Emerging farmer shines in Brazil
EMERGING farmer Emily Tjale, of GaNtwane in Mpumalanga, says winning an international award in Brazil has brought a big challenge in her life.
Tjale, 58, came second in the category of Food Sovereignty at the Rio+20 Summit which was held in Rio de Janeiro last week.
Food Sovereignty is about protecting indigenous seeds as well as growing nutritious food that contribute to healthy livelihood.
She competed against 150 candidates from 50 countries.
She says she was recognised for using original seeds instead of chemicals when producing her vegetables.
Tjale and her group - Women Together in Development - work as caregivers, looking after sick people in the community while farming to provide food and livelihoods.
"We grow organic produce to preserve food sovereignty as well as nutritious food to those who are most needy in our society.
"We are not exporting any of our products but we share it with the community," Tjale says.
She has dedicated her award to the rural women in her community who had to feed their families under terrible conditions.

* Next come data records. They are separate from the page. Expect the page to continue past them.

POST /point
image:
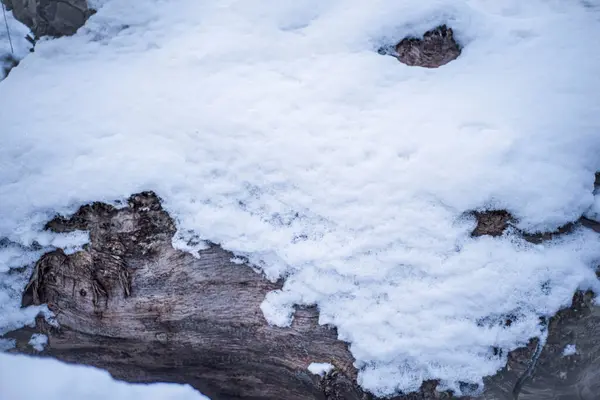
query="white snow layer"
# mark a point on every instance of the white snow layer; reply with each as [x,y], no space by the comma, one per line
[17,32]
[320,368]
[38,341]
[29,378]
[569,350]
[275,129]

Tjale says collecting an award will earn her and her group recognition in the sector.
"Winning the award means that I will get recognition from government funders and other stakeholders who support farming. Perhaps this will finally solve the land issue."
The former nurse at Chris Hani- Baragwanath Hospital is also a coordinator for the Land Access Movement of South Africa.

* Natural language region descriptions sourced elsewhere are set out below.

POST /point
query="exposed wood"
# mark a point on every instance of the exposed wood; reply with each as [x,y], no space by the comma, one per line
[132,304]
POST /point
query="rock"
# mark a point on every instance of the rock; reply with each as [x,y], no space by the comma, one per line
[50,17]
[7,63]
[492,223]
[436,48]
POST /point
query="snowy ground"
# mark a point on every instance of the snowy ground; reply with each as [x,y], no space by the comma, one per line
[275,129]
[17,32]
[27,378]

Tjale says though many women are very interested in farming, there are, however, too many challenges in the sector.
"In my community women are still going hungry because they are not able to produce enough to eat. Women need access to natural resources and support to adapt to climate change so that we can be more productive," she says.
Tjale says among some of the challenges facing developing farmers are climate change and an insufficient water supply.
"Crop production is down because weather patterns are unpredictable," she said.